Four canvases by Fernando Zóbel headline the roster. Versión en Toledo (1975–77), painted in Cuenca during the gestation of his Museo de Arte Abstracto Español, is a luminous square in which ink-fine lines form a portal around an ochre blaze. Its studied hush is answered by Variante sobre un tema de Cassatt, a conversation with Impressionist Mary Cassatt in which slate-gray planes joust with a central flare of light. Collectors wanting deeper immersion can head to Zóbel’s retrospective, Order is Essential, which runs at National Gallery Singapore until the end of November.
The roll of National Artists extends the story. Arturo Luz turns geometry into poetry with Nikko Revisited, overlapping burlap fragments stained crimson and edged with whispers of white—an echo, perhaps, of the vermilion torii that stride through the Japanese mountain town. José Joya’s Bird Song responds with acrylic collage: long, feather-like shards swoop across the surface, their syncopated rhythm reflecting his love of jazz percussion. Where Luz corrals energy into crystalline order, Joya coaxes music from the medium itself.
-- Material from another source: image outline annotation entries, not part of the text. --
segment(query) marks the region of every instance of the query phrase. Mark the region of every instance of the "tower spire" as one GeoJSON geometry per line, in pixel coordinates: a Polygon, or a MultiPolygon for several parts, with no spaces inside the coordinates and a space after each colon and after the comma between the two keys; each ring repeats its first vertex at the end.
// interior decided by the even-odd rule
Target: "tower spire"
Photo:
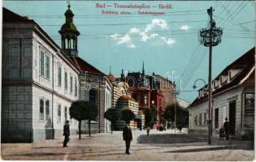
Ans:
{"type": "Polygon", "coordinates": [[[68,9],[70,9],[70,0],[67,0],[67,3],[68,4],[67,5],[68,9]]]}
{"type": "Polygon", "coordinates": [[[143,63],[142,63],[142,75],[143,75],[143,76],[145,75],[144,61],[143,61],[143,63]]]}
{"type": "Polygon", "coordinates": [[[64,14],[66,21],[59,31],[61,35],[62,49],[67,56],[77,56],[77,36],[80,32],[73,23],[74,14],[70,9],[70,0],[67,0],[67,3],[68,9],[64,14]]]}

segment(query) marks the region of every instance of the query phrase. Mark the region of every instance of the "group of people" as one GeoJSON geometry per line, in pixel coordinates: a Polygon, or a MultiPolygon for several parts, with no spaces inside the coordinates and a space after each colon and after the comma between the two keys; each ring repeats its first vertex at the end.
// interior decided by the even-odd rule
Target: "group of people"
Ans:
{"type": "MultiPolygon", "coordinates": [[[[181,125],[178,125],[177,126],[178,129],[180,130],[180,132],[181,131],[182,129],[182,126],[181,125]]],[[[225,118],[225,122],[223,124],[223,132],[221,132],[223,130],[219,130],[219,139],[221,137],[223,137],[223,133],[224,133],[224,136],[226,137],[226,139],[228,140],[228,118],[225,118]]],[[[146,133],[147,133],[147,136],[150,135],[150,128],[147,127],[146,129],[146,133]]],[[[70,139],[69,139],[69,135],[70,135],[70,130],[69,130],[69,121],[66,121],[66,124],[63,126],[63,136],[65,136],[64,138],[64,142],[63,142],[63,147],[67,147],[67,142],[69,142],[70,139]]],[[[126,150],[125,150],[125,153],[129,155],[130,151],[130,145],[131,145],[131,141],[132,141],[132,130],[130,127],[129,123],[127,123],[123,130],[123,139],[124,141],[125,141],[125,146],[126,146],[126,150]]]]}
{"type": "MultiPolygon", "coordinates": [[[[66,121],[66,123],[63,126],[63,136],[64,142],[63,142],[63,147],[67,147],[67,143],[70,141],[69,136],[70,136],[70,129],[69,129],[69,121],[66,121]]],[[[125,146],[126,146],[126,154],[130,154],[130,144],[131,141],[132,141],[132,130],[130,127],[129,123],[127,123],[123,130],[123,139],[125,141],[125,146]]]]}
Two heirs to this lineage, Lao Lianben and Gus Albor, refined their vocabularies under Florencio Concepción—himself represented by an austere late-period canvas. Lao pares his painting down to vaporous grays punctuated by a single calligraphic stroke, borrowing from Zen practice while retaining a distinctly Filipino sense of earth and sky. Albor, by contrast, maps the metropolis: scaffold-like grids and misted pigment hint at flyovers, footbridges and sodium-lit nights. Together they show how abstraction can shift from metaphysical reverie to urban reportage without losing coherence.
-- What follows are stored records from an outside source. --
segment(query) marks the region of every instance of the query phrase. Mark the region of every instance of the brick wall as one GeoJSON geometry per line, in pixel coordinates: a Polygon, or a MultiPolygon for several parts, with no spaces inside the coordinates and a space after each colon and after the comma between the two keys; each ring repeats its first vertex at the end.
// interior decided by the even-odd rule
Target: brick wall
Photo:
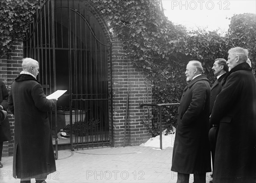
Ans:
{"type": "MultiPolygon", "coordinates": [[[[0,59],[0,79],[6,84],[9,90],[13,80],[22,70],[21,59],[23,58],[23,45],[22,42],[14,42],[12,49],[7,56],[0,59]]],[[[10,111],[8,112],[8,118],[11,127],[12,138],[9,142],[3,143],[3,156],[8,156],[13,155],[14,143],[14,118],[10,111]]]]}
{"type": "MultiPolygon", "coordinates": [[[[145,143],[151,137],[142,122],[145,115],[151,114],[150,108],[141,108],[140,103],[151,102],[151,84],[142,70],[133,65],[125,56],[122,42],[114,39],[112,45],[113,122],[114,145],[136,146],[145,143]],[[125,138],[125,124],[127,93],[128,113],[125,138]]],[[[151,120],[149,124],[151,124],[151,120]]]]}

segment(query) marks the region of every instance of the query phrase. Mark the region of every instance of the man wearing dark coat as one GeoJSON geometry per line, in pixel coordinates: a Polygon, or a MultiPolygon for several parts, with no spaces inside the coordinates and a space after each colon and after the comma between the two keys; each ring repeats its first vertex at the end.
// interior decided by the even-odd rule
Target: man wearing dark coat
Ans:
{"type": "Polygon", "coordinates": [[[189,84],[185,87],[178,111],[178,121],[171,170],[177,172],[177,183],[205,183],[211,171],[208,140],[210,87],[202,75],[200,62],[189,62],[185,73],[189,84]]]}
{"type": "Polygon", "coordinates": [[[248,52],[228,51],[230,72],[216,98],[210,119],[219,126],[213,182],[254,183],[256,180],[256,79],[246,63],[248,52]]]}
{"type": "MultiPolygon", "coordinates": [[[[212,68],[214,76],[217,79],[211,87],[211,98],[210,99],[210,115],[212,113],[213,104],[217,96],[219,93],[222,88],[222,82],[228,72],[228,67],[227,65],[227,60],[224,59],[216,59],[214,61],[213,65],[212,68]]],[[[212,127],[209,131],[209,141],[212,152],[212,169],[214,167],[214,156],[215,155],[215,146],[216,140],[218,135],[218,127],[212,127]]],[[[212,177],[212,175],[211,176],[212,177]]],[[[210,180],[209,183],[212,183],[212,180],[210,180]]]]}
{"type": "Polygon", "coordinates": [[[23,71],[12,84],[8,104],[15,118],[13,177],[20,183],[45,183],[56,171],[47,112],[54,110],[56,99],[47,99],[36,79],[38,62],[23,59],[23,71]]]}
{"type": "MultiPolygon", "coordinates": [[[[4,83],[0,81],[0,110],[7,111],[8,107],[8,91],[4,83]]],[[[11,129],[8,118],[0,121],[0,168],[3,167],[1,163],[3,142],[9,141],[11,139],[11,129]]]]}

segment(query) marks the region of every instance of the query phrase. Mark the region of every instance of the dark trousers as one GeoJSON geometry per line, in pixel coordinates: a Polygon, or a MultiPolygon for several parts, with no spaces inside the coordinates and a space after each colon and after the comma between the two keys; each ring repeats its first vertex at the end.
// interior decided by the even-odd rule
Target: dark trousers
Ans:
{"type": "MultiPolygon", "coordinates": [[[[194,183],[205,183],[206,173],[194,174],[194,183]]],[[[189,174],[178,172],[177,183],[189,183],[189,174]]]]}
{"type": "MultiPolygon", "coordinates": [[[[46,183],[46,182],[45,180],[47,178],[47,175],[45,177],[44,177],[42,178],[41,178],[39,179],[35,179],[35,183],[46,183]]],[[[30,179],[20,179],[20,183],[30,183],[30,179]]]]}
{"type": "Polygon", "coordinates": [[[213,127],[209,131],[209,137],[211,152],[212,152],[212,170],[214,167],[214,157],[215,157],[215,149],[216,148],[216,142],[218,132],[218,127],[213,127]]]}
{"type": "Polygon", "coordinates": [[[3,142],[0,142],[0,161],[2,160],[2,154],[3,151],[3,142]]]}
Among today’s practitioners, Bernardo Pacquing stands apart, his voice represented by five canvases that double as metaphorical archaeological sites. In Under Squinted Scarf Joint No. 05, rectangles of pigment are floated, scored and partially erased until the surface resembles a billboard weathered by torn posters. The apparent informality masks strict choreography: every mark records an impulse accepted, resisted or revised, rendering the work both battlefield and diary.

Taken together, the non-representational lots at the auction compress a century of experiment into a single afternoon. They demonstrate how one generation hands its questions to the next, asking not what a painting should depict but how sensation, memory, and doubt might inhabit two dimensions. When the gavel falls, a new chain of private ownership will begin, yet the conversation—the ongoing effort to extend the language of Philippine abstraction—promises to remain gloriously unfinished.